Recognizing that a master’s degree is a requirement for many leadership positions in health care, Lisa explored her options and chose the MHLP in Clinical Education.
“The real appeal was that it incorporated both the health-care side along with the business elements that I enjoyed from my initial background in marketing,” she says. “Another big draw was that it is a one-year program.”
Looking back on the experience, Lisa states that one of the most valuable elements of the degree was that it forced her to “slow down and take the time to reflect.” As she acknowledges, health care is a fast-paced environment (particularly when you are working in an operating room!) that focuses on efficiency and getting things done.
“But faster is not always the healthiest or better approach,” she says. “The clinical education courses emphasized the importance of psychological safety and opened by eyes to Indigenous ways of knowing that I had had very limited exposure to prior to this.”
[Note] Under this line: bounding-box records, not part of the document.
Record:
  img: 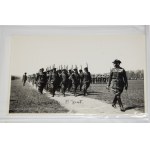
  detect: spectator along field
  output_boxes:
[9,79,144,113]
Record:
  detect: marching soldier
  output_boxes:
[107,59,128,111]
[22,72,27,86]
[37,68,46,94]
[50,68,58,97]
[60,69,68,96]
[79,69,84,91]
[68,69,72,92]
[71,68,80,96]
[83,67,92,96]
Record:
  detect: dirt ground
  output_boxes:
[10,80,144,114]
[9,80,68,113]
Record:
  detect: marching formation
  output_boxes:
[28,67,92,97]
[23,59,128,111]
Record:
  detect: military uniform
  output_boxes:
[61,70,68,96]
[79,70,84,91]
[108,60,128,111]
[37,69,46,94]
[70,69,80,96]
[83,68,92,96]
[68,70,72,92]
[22,73,27,86]
[50,68,58,97]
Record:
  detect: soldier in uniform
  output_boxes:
[68,69,72,92]
[70,68,80,96]
[79,69,84,91]
[60,69,68,96]
[107,59,128,111]
[22,72,27,86]
[37,68,46,94]
[83,67,92,96]
[50,68,58,97]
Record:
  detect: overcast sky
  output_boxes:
[11,26,145,75]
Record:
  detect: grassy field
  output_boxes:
[10,79,144,113]
[88,80,144,112]
[9,80,68,113]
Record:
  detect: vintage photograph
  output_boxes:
[9,26,146,115]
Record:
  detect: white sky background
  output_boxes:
[11,25,145,75]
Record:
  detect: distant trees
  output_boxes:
[126,70,144,80]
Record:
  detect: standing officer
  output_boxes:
[22,72,27,86]
[50,68,58,97]
[68,69,72,92]
[83,67,92,96]
[37,68,46,94]
[107,59,128,111]
[60,69,68,96]
[71,68,80,96]
[79,69,84,91]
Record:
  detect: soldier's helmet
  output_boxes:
[112,59,121,64]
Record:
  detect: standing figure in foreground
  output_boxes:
[37,68,46,94]
[50,68,58,97]
[68,69,72,92]
[79,69,84,91]
[83,67,92,96]
[60,69,68,96]
[22,72,27,86]
[71,68,80,96]
[107,59,128,111]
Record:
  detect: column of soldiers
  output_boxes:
[28,67,92,97]
[23,59,128,111]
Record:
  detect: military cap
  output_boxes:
[112,59,121,64]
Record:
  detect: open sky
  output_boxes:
[11,26,145,75]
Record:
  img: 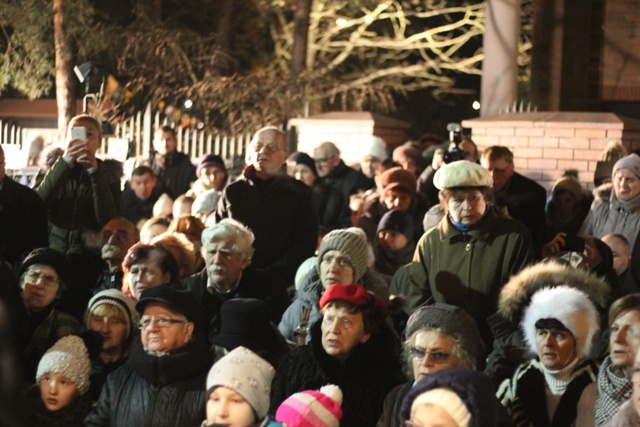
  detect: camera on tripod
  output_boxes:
[444,123,467,163]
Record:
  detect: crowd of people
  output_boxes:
[0,115,640,427]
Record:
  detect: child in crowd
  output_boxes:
[27,335,92,427]
[202,346,283,427]
[276,384,342,427]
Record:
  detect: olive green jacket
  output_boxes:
[36,157,120,254]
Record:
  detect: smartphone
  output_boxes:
[562,237,584,252]
[71,126,87,142]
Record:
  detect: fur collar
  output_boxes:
[498,262,611,322]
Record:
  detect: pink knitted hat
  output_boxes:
[276,384,342,427]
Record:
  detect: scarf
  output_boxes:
[596,356,633,426]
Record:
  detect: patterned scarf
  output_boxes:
[596,356,633,426]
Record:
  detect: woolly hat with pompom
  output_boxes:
[276,384,342,427]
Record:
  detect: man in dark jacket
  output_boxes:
[0,145,49,265]
[215,127,318,284]
[184,218,289,332]
[149,126,197,200]
[480,145,547,256]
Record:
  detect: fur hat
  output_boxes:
[84,289,140,340]
[36,335,91,395]
[611,153,640,178]
[191,188,220,215]
[520,286,600,357]
[207,347,275,420]
[196,154,227,177]
[316,227,368,282]
[397,368,498,427]
[362,135,389,162]
[405,303,484,366]
[276,384,342,427]
[375,167,418,194]
[17,248,69,283]
[377,209,413,241]
[433,160,493,190]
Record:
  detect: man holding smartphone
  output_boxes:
[35,115,120,318]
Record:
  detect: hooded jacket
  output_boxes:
[84,337,212,427]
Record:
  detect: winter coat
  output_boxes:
[495,172,547,256]
[358,193,429,245]
[580,183,640,247]
[407,207,532,345]
[215,166,318,285]
[182,266,289,336]
[497,359,598,427]
[485,262,611,384]
[36,157,120,255]
[278,268,389,343]
[149,151,197,200]
[0,176,49,266]
[269,320,405,427]
[84,338,212,427]
[26,384,93,427]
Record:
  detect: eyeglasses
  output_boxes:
[411,347,451,364]
[25,271,59,288]
[313,155,336,164]
[138,316,187,330]
[252,142,282,153]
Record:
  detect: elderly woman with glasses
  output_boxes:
[85,283,212,427]
[18,248,80,378]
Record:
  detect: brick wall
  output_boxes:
[462,112,640,189]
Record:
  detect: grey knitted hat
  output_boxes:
[84,289,139,339]
[317,227,368,282]
[405,303,484,363]
[36,335,91,395]
[207,346,276,420]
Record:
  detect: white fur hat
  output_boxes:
[520,285,600,357]
[36,335,91,395]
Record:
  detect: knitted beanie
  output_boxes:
[411,388,471,427]
[317,227,368,282]
[377,209,413,241]
[362,135,389,162]
[611,153,640,178]
[276,384,342,427]
[191,188,220,215]
[84,289,140,340]
[36,335,91,395]
[520,285,600,357]
[405,303,484,370]
[207,346,275,420]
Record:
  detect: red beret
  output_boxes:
[320,283,387,317]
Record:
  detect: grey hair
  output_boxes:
[402,326,477,380]
[202,218,255,260]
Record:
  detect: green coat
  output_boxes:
[407,208,532,339]
[36,157,120,254]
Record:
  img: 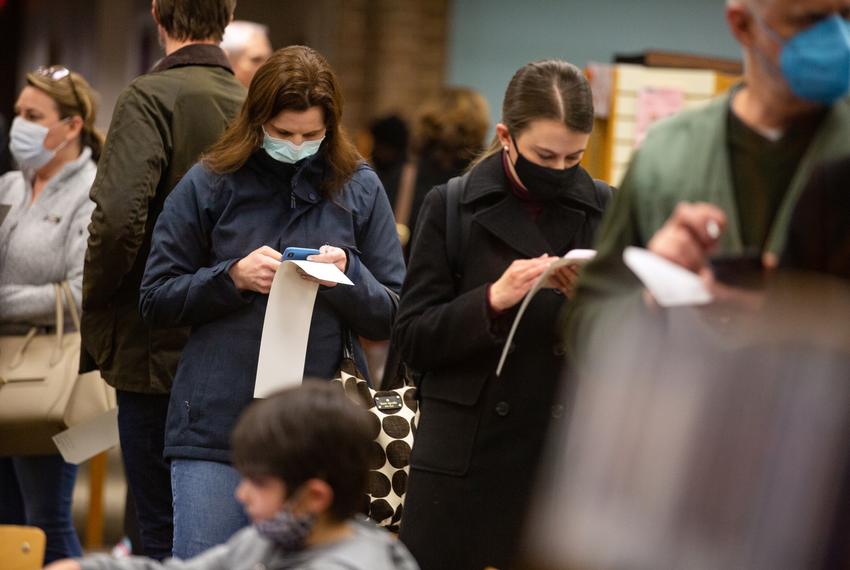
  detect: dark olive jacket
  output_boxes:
[81,44,245,393]
[393,151,610,570]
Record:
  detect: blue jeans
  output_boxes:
[171,459,250,560]
[0,453,82,564]
[116,390,174,560]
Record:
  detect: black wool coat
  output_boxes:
[394,155,610,570]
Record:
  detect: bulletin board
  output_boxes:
[583,64,739,186]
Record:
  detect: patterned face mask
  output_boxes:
[254,504,316,552]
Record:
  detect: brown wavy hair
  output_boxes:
[208,46,363,198]
[472,59,593,166]
[27,66,104,162]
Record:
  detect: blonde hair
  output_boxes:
[412,87,490,166]
[27,68,104,162]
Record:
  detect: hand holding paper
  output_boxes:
[254,256,354,398]
[496,249,596,376]
[623,247,713,307]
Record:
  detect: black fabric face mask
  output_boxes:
[511,135,579,202]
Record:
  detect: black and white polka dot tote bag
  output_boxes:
[333,340,419,532]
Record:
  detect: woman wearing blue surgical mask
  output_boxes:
[0,66,102,562]
[141,46,404,558]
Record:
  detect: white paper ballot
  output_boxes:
[53,408,118,465]
[496,249,596,376]
[623,247,714,307]
[284,260,354,285]
[254,260,354,398]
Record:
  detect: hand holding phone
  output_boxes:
[709,251,765,289]
[281,247,321,261]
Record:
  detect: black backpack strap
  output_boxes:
[593,178,614,212]
[446,172,469,280]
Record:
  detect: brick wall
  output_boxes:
[327,0,449,131]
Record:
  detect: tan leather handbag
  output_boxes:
[0,282,116,456]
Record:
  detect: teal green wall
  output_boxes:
[447,0,740,127]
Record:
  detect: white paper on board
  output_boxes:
[254,260,353,398]
[53,408,118,465]
[623,247,714,307]
[496,249,596,376]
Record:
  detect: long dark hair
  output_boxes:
[204,46,362,198]
[474,59,593,164]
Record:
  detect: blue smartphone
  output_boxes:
[281,247,321,261]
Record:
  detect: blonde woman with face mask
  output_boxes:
[0,66,102,562]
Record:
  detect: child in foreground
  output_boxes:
[47,382,418,570]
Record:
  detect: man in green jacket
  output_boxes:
[565,0,850,361]
[81,0,245,560]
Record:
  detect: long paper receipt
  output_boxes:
[254,260,354,398]
[53,408,118,465]
[623,246,714,307]
[496,249,596,376]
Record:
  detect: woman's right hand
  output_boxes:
[228,245,281,295]
[488,254,557,312]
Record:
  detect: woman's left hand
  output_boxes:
[299,245,348,287]
[551,265,579,299]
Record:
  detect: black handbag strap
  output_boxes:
[446,172,469,282]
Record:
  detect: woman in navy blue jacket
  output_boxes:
[141,46,404,558]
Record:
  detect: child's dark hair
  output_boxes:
[231,381,375,520]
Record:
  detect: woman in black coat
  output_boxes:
[394,60,610,570]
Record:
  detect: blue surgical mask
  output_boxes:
[9,117,68,170]
[762,14,850,105]
[263,128,325,164]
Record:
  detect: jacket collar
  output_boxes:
[461,155,601,257]
[151,44,233,73]
[23,146,91,187]
[461,153,603,212]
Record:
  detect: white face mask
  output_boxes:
[9,117,69,170]
[263,127,325,164]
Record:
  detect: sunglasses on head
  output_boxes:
[35,65,86,119]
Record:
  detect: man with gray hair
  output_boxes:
[565,0,850,357]
[221,20,272,87]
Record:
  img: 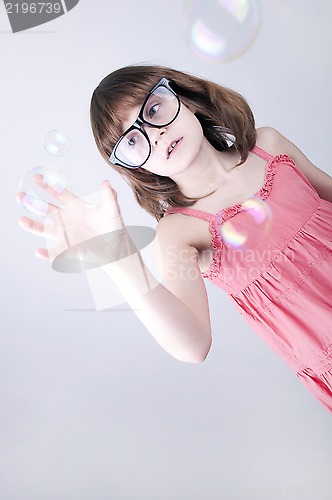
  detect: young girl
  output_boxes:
[21,62,332,413]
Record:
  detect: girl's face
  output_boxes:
[118,98,205,178]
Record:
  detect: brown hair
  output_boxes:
[90,65,256,221]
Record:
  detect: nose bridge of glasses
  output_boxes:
[141,123,166,144]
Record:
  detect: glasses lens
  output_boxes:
[143,86,179,125]
[114,129,150,167]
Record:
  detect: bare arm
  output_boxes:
[103,218,212,363]
[18,176,211,363]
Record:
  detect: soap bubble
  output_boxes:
[218,197,272,250]
[44,130,70,156]
[184,0,260,62]
[18,167,69,215]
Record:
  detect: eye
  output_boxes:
[128,135,138,148]
[148,104,160,118]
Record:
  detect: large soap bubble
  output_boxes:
[184,0,260,62]
[219,197,272,250]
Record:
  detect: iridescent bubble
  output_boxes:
[18,167,69,215]
[44,130,70,156]
[220,197,272,249]
[184,0,260,62]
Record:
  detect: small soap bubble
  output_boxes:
[220,198,272,249]
[44,130,70,156]
[183,0,260,63]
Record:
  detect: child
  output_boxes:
[21,66,332,413]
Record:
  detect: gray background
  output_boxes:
[0,0,332,500]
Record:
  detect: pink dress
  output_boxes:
[167,146,332,413]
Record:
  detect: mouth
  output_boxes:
[166,137,183,159]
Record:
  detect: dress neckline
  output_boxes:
[165,146,281,222]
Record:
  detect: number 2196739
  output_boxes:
[5,2,61,14]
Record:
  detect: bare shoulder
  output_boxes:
[256,127,284,155]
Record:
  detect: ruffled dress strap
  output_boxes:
[165,207,215,222]
[250,145,275,162]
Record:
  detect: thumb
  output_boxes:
[101,180,121,215]
[101,180,119,206]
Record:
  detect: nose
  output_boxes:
[144,125,167,146]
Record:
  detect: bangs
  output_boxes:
[90,79,160,156]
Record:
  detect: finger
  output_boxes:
[16,193,60,216]
[18,217,56,239]
[33,172,77,203]
[35,248,52,261]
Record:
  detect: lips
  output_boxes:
[166,137,183,159]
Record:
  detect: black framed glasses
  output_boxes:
[109,78,181,168]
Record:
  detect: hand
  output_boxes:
[18,174,130,270]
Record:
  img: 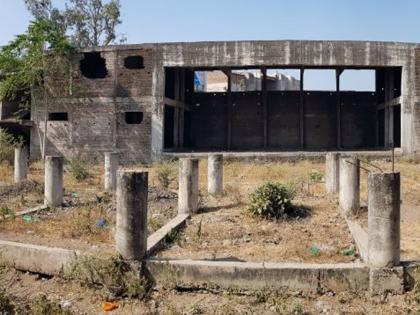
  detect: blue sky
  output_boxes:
[0,0,420,45]
[0,0,420,90]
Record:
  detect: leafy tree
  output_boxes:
[25,0,121,47]
[0,19,75,157]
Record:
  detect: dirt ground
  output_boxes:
[0,162,177,251]
[0,269,420,315]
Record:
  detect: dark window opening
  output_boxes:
[48,112,69,121]
[393,105,401,148]
[80,52,108,79]
[125,112,143,125]
[164,105,175,149]
[165,68,175,99]
[124,56,144,69]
About 40 percent of the MHLP courses are taught through UBC Sauder’s Robert H. Lee Graduate School of Business, with students taking these courses alongside engineering students in the Master of Engineering Leadership.
She says that the courses on leadership and organizational behaviour helped her consider different styles of leadership and develop strategies how to build a cohesive team.
That emphasis on team-building and leadership has been crucial to Lisa’s work on the PHSA Roots Program, and she is quick to acknowledge the contributions of the “incredible people” she works with – including two MHLP grads, Fairouz Devji and Ellison Chung.
“The connections you make in this program are beyond measure,” she says. “MHLP graduates have the skills to really make an impact in their work – which ultimately is all about helping our patients get the best care possible.”